Handling node failure on client

Let’s go over what happens when a node is down, whether you shut down asd, or the entire machine goes down.

  1. The other nodes of the cluster will continue to send heartbeats to the downed node, until those fail a specified number of consecutive times. This takes timeout * interval milliseconds. By default these are set to take 10 * 150ms = 1500ms.
  2. A Paxos vote elects a leader, then a new partition map is determined by it and communicated to all the remaining nodes in the cluster. The length of this process depends on the cluster size and network, but let’s assume it’s around 50ms.
  3. At the next tend interval the client will identify that a new cluster has formed, ask for the IP of the nodes in the cluster, and pull down the new partition map. Assume it may take up to TendInterval in milliseconds, which by default is 1000ms. The Java, C, C# clients also allow for the tend interval to be configured. The Python does not yet, so it’s set at 1s. You probably don’t want to lower this value to less than 250ms.

Until the client has the new partition map, all reads and writes that are directed at the downed node will experience timeouts.
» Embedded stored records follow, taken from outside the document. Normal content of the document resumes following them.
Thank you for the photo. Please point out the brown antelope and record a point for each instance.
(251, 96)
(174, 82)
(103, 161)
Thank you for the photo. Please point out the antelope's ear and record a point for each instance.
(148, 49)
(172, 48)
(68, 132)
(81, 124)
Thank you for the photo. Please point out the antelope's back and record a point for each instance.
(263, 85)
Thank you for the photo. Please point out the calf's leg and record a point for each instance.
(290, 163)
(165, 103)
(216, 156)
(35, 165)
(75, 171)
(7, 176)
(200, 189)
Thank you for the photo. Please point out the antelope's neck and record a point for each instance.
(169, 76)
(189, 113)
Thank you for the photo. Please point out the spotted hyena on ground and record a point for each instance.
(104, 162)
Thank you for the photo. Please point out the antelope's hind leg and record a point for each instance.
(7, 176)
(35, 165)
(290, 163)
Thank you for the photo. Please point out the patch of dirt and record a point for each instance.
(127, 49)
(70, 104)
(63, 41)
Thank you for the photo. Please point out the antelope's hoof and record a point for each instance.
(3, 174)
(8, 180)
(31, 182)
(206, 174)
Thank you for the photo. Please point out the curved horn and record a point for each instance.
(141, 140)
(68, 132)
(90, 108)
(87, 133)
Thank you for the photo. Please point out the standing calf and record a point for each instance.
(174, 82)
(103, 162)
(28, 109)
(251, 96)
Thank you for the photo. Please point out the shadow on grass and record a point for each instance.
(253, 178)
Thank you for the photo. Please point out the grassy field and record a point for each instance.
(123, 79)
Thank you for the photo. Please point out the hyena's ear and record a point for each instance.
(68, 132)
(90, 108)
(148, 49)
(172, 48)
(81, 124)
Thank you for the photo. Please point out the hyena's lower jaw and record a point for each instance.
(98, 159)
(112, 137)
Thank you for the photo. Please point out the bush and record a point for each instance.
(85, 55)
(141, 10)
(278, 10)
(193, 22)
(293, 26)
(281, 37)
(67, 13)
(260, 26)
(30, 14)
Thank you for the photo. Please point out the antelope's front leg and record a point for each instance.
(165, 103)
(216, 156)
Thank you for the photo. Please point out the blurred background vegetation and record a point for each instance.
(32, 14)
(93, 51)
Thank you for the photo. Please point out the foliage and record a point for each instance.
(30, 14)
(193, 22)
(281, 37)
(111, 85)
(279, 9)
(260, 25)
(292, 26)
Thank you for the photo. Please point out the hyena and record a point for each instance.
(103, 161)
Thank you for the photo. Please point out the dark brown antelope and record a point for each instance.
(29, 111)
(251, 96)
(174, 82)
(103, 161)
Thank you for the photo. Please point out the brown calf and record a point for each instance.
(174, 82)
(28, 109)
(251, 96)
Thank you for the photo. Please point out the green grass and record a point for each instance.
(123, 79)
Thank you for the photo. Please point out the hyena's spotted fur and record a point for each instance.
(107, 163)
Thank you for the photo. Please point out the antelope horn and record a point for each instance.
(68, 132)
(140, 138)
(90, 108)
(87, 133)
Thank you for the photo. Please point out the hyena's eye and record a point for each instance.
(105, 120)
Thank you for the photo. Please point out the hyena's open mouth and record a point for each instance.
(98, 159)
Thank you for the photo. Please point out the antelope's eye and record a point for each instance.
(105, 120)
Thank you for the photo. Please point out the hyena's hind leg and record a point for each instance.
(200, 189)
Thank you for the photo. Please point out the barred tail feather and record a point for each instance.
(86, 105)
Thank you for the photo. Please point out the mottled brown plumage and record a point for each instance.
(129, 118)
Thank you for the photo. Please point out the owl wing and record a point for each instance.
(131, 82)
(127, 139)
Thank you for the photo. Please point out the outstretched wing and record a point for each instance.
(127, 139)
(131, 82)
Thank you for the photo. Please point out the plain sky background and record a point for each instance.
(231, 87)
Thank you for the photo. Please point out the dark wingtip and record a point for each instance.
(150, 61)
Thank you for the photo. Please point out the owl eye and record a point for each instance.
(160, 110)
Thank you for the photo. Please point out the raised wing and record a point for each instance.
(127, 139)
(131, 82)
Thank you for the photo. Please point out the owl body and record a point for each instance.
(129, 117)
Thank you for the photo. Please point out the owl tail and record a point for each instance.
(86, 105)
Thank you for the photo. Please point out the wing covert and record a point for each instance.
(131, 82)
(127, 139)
The knowledge base article Understanding Timeout Errors covers this in more detail.

It is the application’s logic that needs to decide how to handle the exceptions stemming from these timeouts.
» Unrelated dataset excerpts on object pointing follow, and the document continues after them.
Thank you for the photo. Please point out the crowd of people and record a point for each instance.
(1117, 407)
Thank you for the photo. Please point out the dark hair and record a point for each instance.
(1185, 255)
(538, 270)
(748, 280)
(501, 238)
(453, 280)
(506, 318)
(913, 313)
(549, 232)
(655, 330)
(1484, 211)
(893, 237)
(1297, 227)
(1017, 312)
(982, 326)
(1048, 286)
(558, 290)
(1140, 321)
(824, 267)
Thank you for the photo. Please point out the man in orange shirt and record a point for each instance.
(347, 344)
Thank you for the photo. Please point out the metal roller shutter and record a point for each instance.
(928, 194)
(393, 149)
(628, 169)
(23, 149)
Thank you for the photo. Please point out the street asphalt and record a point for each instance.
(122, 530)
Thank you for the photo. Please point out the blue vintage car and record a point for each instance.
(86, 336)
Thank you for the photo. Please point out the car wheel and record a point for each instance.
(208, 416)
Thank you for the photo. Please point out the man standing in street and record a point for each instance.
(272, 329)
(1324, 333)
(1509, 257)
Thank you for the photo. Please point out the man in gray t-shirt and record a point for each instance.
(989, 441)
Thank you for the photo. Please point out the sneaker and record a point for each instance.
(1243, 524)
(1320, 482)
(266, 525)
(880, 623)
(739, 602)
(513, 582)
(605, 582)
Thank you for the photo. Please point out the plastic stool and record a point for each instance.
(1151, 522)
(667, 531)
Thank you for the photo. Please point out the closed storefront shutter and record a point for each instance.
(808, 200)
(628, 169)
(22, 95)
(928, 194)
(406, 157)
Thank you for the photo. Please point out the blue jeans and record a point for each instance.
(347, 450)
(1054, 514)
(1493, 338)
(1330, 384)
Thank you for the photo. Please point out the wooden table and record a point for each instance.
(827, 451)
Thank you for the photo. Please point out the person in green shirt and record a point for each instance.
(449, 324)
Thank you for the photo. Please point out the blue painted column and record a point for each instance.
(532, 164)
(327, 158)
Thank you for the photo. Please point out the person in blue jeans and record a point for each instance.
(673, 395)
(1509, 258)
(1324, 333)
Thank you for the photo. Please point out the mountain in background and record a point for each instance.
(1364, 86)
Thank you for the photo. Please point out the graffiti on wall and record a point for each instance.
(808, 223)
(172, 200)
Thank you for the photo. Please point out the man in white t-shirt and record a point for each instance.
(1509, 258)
  • You can choose to accept that the operation failed and continue processing.
  • You can use the retry policies, provided by most clients, to have the client wait and retry the operation a few times. In the Go client the base policy object provides the attributes MaxRetries and SleepBetweenRetries. You may want to set the sleep period to be around the TendInterval and the number of retries equal to the period of timeout you expect. I suggest to only use these policies in the exception handler. Most of your writes will not need this behavior.
  • You can implement a similar wait and retry behavior in your application.